Pokémon Origin of Species Scraper

The Pokémon Origin of Species Scraper is an automated Python crawler designed to download, clean, and consolidate chapters of the famous web fiction Pokémon: The Origin of Species by Daystar Eld. The scraper crawls the author’s blog, extracts text while filtering out widgets, navigation links, and formatting noise, and compiles them into a single, clean text file or E-Reader compatible ebook format.

The Motivation

Pokémon: The Origin of Species is a highly popular work of “rationalist fiction” that applies scientific thinking, probability, and cognitive science concepts to the Pokémon universe. Because the chapters are published sequentially as blog entries on a WordPress-based website, reading the entire work on an e-reader (like a Kindle) normally requires visiting dozens of web pages manually or copying text into documents.

This script automates the compiling process, converting the web novel into a distraction-free, offline-friendly e-book format.

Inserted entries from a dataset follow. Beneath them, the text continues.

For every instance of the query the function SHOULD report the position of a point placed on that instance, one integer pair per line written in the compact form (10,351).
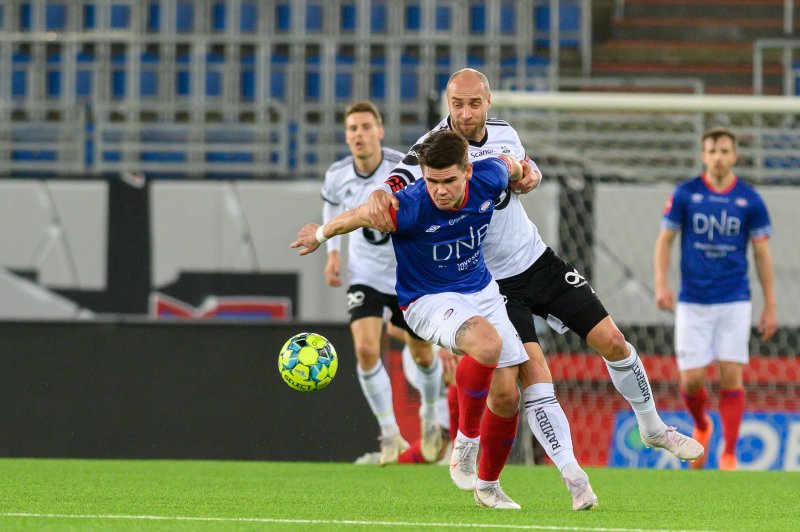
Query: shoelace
(466,468)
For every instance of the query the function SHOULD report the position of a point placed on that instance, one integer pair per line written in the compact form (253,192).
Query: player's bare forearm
(514,169)
(310,236)
(768,323)
(665,300)
(531,178)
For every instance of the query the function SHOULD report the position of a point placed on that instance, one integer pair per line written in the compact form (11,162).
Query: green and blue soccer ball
(307,362)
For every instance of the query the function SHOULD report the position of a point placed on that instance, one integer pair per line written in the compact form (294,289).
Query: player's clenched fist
(378,210)
(307,239)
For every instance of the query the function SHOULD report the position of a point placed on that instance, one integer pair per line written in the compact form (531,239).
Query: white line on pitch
(344,522)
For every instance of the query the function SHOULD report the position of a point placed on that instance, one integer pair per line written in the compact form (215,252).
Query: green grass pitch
(207,495)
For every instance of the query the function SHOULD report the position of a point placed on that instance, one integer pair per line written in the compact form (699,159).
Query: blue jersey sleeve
(675,211)
(759,222)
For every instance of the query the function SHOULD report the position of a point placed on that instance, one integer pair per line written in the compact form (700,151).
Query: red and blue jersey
(715,228)
(441,250)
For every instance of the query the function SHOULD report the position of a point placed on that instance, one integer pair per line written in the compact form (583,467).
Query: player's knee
(611,343)
(367,355)
(504,402)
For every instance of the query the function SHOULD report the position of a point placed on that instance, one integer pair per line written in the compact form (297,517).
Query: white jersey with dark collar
(513,242)
(371,259)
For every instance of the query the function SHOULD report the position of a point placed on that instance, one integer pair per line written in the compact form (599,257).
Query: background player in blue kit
(717,215)
(371,275)
(449,296)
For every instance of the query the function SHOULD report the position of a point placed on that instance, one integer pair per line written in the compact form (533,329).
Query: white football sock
(548,422)
(429,381)
(377,389)
(630,380)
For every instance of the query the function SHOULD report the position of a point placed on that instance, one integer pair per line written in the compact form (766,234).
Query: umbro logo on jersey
(355,299)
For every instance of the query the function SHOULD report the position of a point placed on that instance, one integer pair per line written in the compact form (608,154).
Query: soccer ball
(307,362)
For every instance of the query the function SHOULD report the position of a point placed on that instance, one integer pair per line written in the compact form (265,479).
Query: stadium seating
(162,72)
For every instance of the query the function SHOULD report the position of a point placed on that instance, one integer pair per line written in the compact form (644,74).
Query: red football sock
(731,410)
(473,380)
(696,404)
(412,455)
(497,438)
(452,403)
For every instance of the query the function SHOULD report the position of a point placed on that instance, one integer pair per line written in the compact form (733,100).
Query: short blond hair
(364,107)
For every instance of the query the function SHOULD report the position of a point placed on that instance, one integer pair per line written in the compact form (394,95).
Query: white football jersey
(371,259)
(513,242)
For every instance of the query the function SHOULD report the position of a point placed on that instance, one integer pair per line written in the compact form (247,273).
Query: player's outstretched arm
(515,171)
(665,299)
(378,205)
(768,323)
(531,177)
(310,236)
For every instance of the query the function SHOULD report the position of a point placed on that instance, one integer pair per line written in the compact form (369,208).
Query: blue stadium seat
(25,16)
(19,74)
(569,21)
(184,17)
(120,16)
(118,76)
(313,78)
(163,135)
(183,77)
(283,18)
(53,75)
(409,77)
(278,76)
(378,19)
(413,17)
(343,82)
(153,23)
(83,75)
(89,16)
(214,83)
(148,81)
(218,16)
(314,18)
(377,77)
(442,71)
(248,19)
(55,17)
(477,19)
(444,18)
(247,77)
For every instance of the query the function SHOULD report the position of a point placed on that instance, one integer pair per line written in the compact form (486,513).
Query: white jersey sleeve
(371,259)
(513,242)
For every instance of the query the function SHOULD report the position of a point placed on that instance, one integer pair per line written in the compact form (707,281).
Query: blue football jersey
(440,251)
(715,229)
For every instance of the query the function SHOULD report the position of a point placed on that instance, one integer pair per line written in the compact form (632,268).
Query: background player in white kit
(371,292)
(536,281)
(717,215)
(448,295)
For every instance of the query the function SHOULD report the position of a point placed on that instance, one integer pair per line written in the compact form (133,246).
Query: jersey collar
(725,190)
(472,143)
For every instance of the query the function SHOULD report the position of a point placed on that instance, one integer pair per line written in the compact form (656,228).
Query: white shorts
(437,317)
(708,333)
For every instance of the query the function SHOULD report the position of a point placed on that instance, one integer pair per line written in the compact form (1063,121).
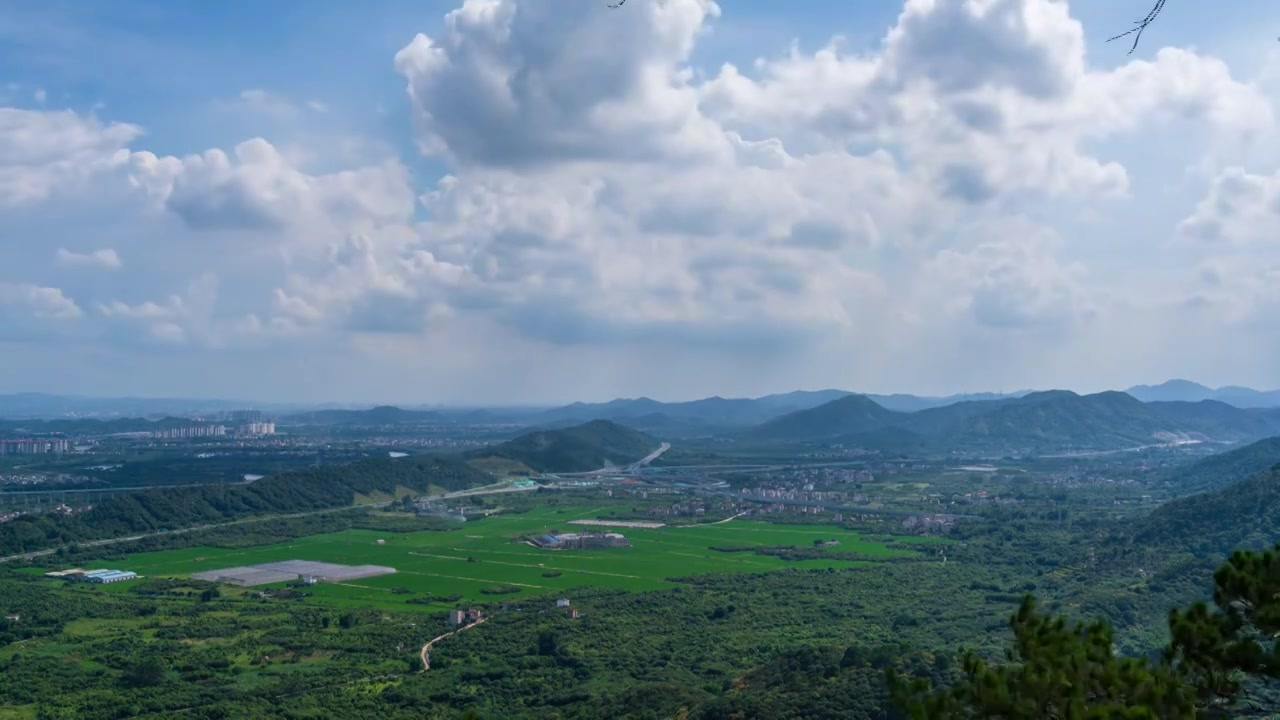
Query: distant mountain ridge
(1224,469)
(1242,514)
(1041,420)
(711,414)
(1188,391)
(579,449)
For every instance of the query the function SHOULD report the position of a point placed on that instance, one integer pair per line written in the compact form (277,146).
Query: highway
(649,458)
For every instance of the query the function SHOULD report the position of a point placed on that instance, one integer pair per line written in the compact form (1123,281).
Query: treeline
(300,491)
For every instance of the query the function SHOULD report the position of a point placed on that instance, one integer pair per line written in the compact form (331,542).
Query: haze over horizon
(484,204)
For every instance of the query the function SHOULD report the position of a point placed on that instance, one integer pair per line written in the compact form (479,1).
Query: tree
(1065,670)
(145,673)
(1136,31)
(1055,669)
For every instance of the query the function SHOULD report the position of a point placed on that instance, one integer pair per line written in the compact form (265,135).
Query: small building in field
(581,541)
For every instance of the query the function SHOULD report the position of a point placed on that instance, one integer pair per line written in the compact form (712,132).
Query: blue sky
(624,215)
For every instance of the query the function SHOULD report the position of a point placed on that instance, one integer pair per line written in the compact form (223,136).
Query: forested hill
(1041,420)
(1225,468)
(589,446)
(1242,515)
(163,509)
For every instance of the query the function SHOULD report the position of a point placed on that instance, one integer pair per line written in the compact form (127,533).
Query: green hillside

+-----------------------------------------------------------+
|                   DaystarEld.com Page                     |
|  - Title: <h1 class="entry-title">                        |
|  - Story text: <div class="entry-content">                |
|  - Non-story: <div class="jp-relatedposts">               |
+-----------------------------------------------------------+
                             |
                   [BeautifulSoup Parser]
                             |
                             v
+-----------------------------------------------------------+
|                   Content Sanitizer Layer                 |
|  - Excludes social sharing widgets & author announcements |
|  - Strips matching chapter headings in body               |
|  - Formats paragraphs with double line-breaks             |
+-----------------------------------------------------------+
                             |
                             v
+-----------------------------------------------------------+
|                   File Consolidation Engine               |
|  - Enforces polite request delays (1s/request)            |
|  - Formats Chapter indexes and page titles                |
|  - Outputs sanitized UTF-8 text file                      |
+-----------------------------------------------------------+

Key Technical Features

1. Granular DOM Filtering

Standard text crawlers pull all paragraph tags on a page, which leads to clutter like footer links, sidebar widgets, cookie banners, and sharing buttons. This scraper filters paragraph selections by examining parent nodes, explicitly omitting elements belonging to blacklisted WordPress class names (such as navigation, mistape_caption, sharedaddy, jp-relatedposts, and wp-block-buttons).

2. Polite Crawling Engine

To prevent overloading the author’s web hosting server or triggering automated rate-limiting firewalls, the script implements a polite request cycle. It waits for a configured delay of one second between each chapter download and applies a strict connection timeout of 15 seconds to ensure the crawler fails gracefully in case of packet loss.

3. Smart Header Matching

In many chapters of the web fiction, the title is repeated both in the page’s main <h1> header and inside the first paragraph tag of the body. The scraper compares body text strings with the page title, dropping identical duplicates to prevent double-rendering in the final document.

How to Run

Make sure you have python installed along with dependencies:
```
pip install requests beautifulsoup4
```
Run the scraper script:
```
python scraper.py
```

The output will be saved as pokemon_origin_of_species_chapters_1_to_140.txt in your current working directory.